Reputation: 960
I have 1000s of log files generated by a very verbose PHP script. The general structure is as follows
###Unknown no of lines, which I want to ignore###
=================================================
$insert_vars['cdr_pkey']=17568
$id<TAB>$g1<TAB>$i1<tab>rating1<TAB>$g2<TAB>$i2<tab>rating2 #<TAB>more $gX,$iX,$ratingX
#numerical values of $id $g1 $i1 etc. separated by tab
#numerical values of ---""---
#I do not know how many lines will be there (unique column is $id)
=================================================
###Unknown no of lines, which I want to ignore###
I have to process these log files and create an excel sheet (I am thinking csv format) and report the data back.
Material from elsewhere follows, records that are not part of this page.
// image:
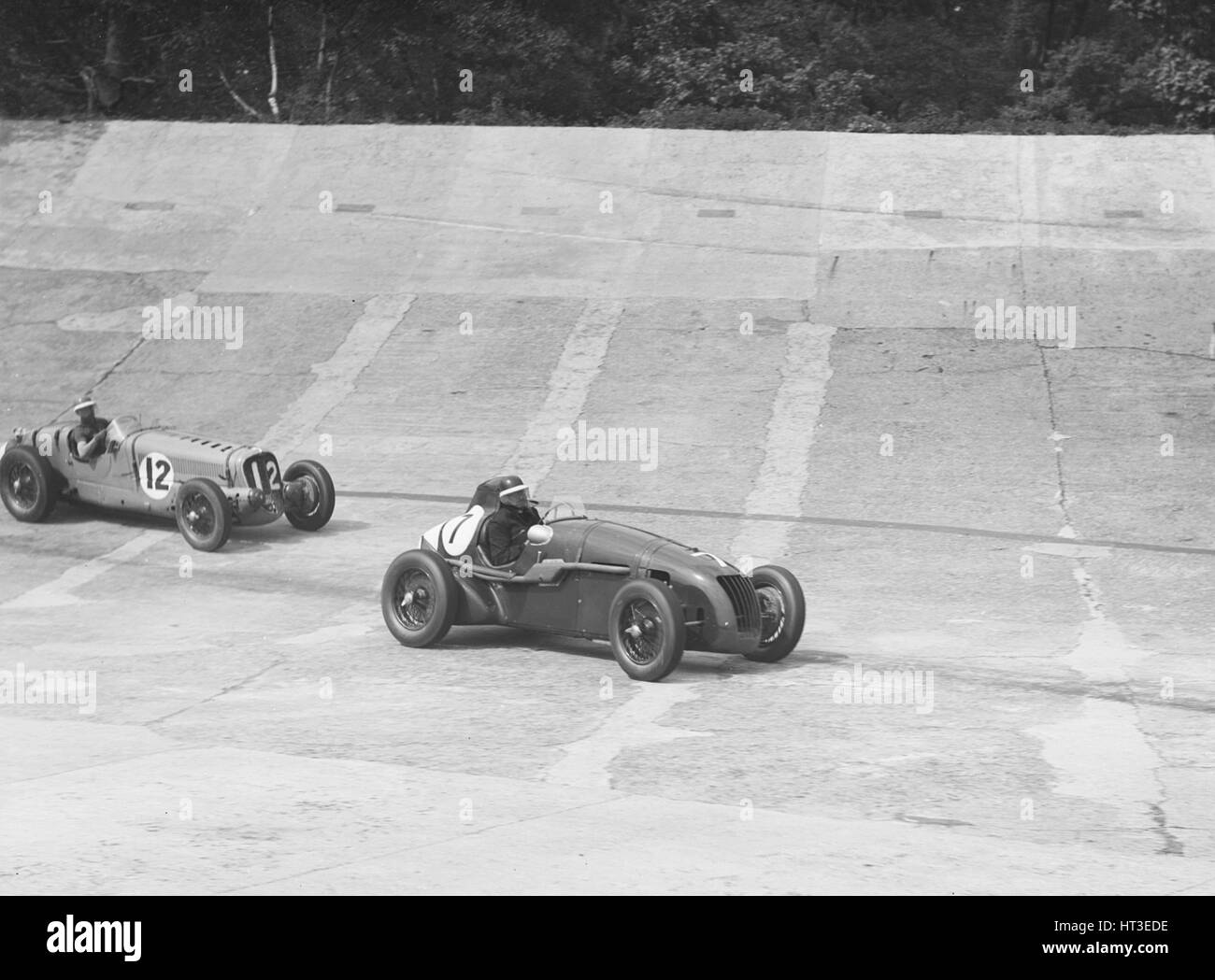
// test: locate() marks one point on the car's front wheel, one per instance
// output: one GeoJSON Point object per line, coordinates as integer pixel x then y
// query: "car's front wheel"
{"type": "Point", "coordinates": [418, 598]}
{"type": "Point", "coordinates": [647, 629]}
{"type": "Point", "coordinates": [316, 495]}
{"type": "Point", "coordinates": [28, 485]}
{"type": "Point", "coordinates": [781, 612]}
{"type": "Point", "coordinates": [203, 514]}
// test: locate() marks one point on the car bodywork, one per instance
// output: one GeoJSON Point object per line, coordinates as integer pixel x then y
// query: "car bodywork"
{"type": "Point", "coordinates": [567, 584]}
{"type": "Point", "coordinates": [142, 468]}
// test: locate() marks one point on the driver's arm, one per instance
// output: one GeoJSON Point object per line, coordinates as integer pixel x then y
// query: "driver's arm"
{"type": "Point", "coordinates": [93, 445]}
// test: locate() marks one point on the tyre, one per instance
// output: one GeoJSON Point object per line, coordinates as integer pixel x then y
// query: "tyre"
{"type": "Point", "coordinates": [28, 485]}
{"type": "Point", "coordinates": [319, 495]}
{"type": "Point", "coordinates": [203, 514]}
{"type": "Point", "coordinates": [418, 598]}
{"type": "Point", "coordinates": [781, 612]}
{"type": "Point", "coordinates": [647, 631]}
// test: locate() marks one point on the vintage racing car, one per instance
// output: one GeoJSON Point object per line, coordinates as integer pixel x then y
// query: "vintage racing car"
{"type": "Point", "coordinates": [649, 596]}
{"type": "Point", "coordinates": [207, 485]}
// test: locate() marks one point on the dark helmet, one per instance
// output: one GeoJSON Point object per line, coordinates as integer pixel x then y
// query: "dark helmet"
{"type": "Point", "coordinates": [513, 490]}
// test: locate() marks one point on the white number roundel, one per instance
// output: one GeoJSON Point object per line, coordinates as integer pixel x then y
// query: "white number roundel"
{"type": "Point", "coordinates": [156, 476]}
{"type": "Point", "coordinates": [454, 535]}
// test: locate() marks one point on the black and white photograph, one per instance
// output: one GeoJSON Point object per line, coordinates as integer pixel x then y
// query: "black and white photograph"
{"type": "Point", "coordinates": [636, 447]}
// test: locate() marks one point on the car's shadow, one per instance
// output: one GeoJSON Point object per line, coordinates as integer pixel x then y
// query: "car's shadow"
{"type": "Point", "coordinates": [695, 663]}
{"type": "Point", "coordinates": [279, 534]}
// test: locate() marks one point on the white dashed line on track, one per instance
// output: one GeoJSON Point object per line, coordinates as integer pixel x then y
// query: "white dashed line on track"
{"type": "Point", "coordinates": [794, 416]}
{"type": "Point", "coordinates": [567, 385]}
{"type": "Point", "coordinates": [336, 377]}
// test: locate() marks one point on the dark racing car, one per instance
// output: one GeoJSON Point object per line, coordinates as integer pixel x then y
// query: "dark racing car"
{"type": "Point", "coordinates": [649, 596]}
{"type": "Point", "coordinates": [207, 485]}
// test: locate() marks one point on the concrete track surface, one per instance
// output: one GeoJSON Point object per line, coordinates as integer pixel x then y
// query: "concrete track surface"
{"type": "Point", "coordinates": [1027, 526]}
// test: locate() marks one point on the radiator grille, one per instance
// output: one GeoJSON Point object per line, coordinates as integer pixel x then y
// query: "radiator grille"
{"type": "Point", "coordinates": [745, 602]}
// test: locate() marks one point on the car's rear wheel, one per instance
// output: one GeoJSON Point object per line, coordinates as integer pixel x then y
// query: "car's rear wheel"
{"type": "Point", "coordinates": [781, 612]}
{"type": "Point", "coordinates": [203, 514]}
{"type": "Point", "coordinates": [316, 504]}
{"type": "Point", "coordinates": [647, 631]}
{"type": "Point", "coordinates": [418, 598]}
{"type": "Point", "coordinates": [28, 485]}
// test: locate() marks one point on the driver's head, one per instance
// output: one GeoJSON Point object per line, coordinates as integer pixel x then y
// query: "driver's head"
{"type": "Point", "coordinates": [514, 493]}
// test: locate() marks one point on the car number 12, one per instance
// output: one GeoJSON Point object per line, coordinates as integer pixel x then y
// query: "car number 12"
{"type": "Point", "coordinates": [156, 476]}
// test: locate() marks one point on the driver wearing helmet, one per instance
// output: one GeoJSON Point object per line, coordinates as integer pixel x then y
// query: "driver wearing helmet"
{"type": "Point", "coordinates": [89, 433]}
{"type": "Point", "coordinates": [506, 532]}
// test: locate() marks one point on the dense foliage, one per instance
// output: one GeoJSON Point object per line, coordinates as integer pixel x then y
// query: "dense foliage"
{"type": "Point", "coordinates": [911, 65]}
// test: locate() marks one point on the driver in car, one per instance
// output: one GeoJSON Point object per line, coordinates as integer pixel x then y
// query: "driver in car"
{"type": "Point", "coordinates": [506, 532]}
{"type": "Point", "coordinates": [90, 433]}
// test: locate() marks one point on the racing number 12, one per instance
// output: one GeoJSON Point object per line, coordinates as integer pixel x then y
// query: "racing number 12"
{"type": "Point", "coordinates": [162, 472]}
I am really bad at excel, but I thought of outputting something like :
cdr_pkey<TAB>id<TAB>g1<TAB>i1<TAB>rating1<TAB>g2<TAB>rating2 #and so on
17568<TAB>1349<TAB>0.0004532<TAB>0.01320<TAB>2.014E-4<TAB>...#rest of numerical values
17568<TAB>1364<TAB>...#values for id=1364
17568<TAB>1321<TAB>...#values for id=1321
...
17569<TAB>1048<TAB>...#values for id=1048
17569<TAB>1426<TAB>...#values for id=1426
...
...
So my cdr_pkey is unique column in the sheet, and for each $cdr_pkey
, I have multiple $id
s, each having their own set of $g1,$i1,$rating1...
After testing such format, it can be read by excel. Now I just want to extend it to all those 1000s of files.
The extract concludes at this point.